Is there a way to combine a piped infile and utf-8 encoding in SAS?
For example, this works:
data wordlist;
infile 'wordlist.txt' dlm='|' encoding='utf-8';
input polar $3. word :$30.;
run;
but this doesn't:
filename inf pipe 'perl fix.pl';
data wordlist;
infile inf dlm='|' encoding='utf-8';
input polar $3. word :$30.;
run;
The error is:
ERROR 23-2: Invalid option name ENCODING.
I've tried putting the encoding statement in the filename statement and the infile statement, but neither works.
The ENCODING option is not currently supported for the PIPE "device" in SAS for Windows. However, my understanding is that can work on UNIX.

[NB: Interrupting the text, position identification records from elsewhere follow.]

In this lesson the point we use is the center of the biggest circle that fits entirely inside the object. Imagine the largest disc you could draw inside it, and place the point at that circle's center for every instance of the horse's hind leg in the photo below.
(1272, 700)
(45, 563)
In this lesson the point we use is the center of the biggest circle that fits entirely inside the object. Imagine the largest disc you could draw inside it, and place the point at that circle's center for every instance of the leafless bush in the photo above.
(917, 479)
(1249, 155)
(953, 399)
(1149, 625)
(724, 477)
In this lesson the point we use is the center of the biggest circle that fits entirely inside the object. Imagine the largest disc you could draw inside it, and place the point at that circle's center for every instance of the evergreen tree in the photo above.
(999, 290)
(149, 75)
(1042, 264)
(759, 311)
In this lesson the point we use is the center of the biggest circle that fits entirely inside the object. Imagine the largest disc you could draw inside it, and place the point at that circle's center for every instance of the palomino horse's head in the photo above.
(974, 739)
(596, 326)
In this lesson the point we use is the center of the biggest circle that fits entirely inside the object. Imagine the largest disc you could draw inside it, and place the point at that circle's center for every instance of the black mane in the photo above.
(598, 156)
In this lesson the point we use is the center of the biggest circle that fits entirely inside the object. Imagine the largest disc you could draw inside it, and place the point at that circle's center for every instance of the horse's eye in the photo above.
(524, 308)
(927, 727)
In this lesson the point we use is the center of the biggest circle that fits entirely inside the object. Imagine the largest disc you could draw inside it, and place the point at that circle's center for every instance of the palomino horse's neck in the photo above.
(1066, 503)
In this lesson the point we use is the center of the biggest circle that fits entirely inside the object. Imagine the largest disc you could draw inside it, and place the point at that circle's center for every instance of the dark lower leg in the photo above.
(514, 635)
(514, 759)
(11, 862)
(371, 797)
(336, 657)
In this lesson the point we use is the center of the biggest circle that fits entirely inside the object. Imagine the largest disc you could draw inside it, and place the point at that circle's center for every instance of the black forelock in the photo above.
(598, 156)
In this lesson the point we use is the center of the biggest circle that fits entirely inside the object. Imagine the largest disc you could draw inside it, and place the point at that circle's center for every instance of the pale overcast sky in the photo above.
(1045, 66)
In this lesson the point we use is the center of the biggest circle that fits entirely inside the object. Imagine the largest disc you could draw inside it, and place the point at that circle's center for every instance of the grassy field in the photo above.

As another responded, if you set your session encoding to UTF-8 (using the -ENCODING system option) that might work for you. But setting the session encoding may have other side effects for your processing, so you'll need to exercise care.
No idea why piped files would be different, but what if you change your session encoding to UTF-8?
Alternately you can of course work around it by having the perl script output written to a file, then reading that via normal input methods.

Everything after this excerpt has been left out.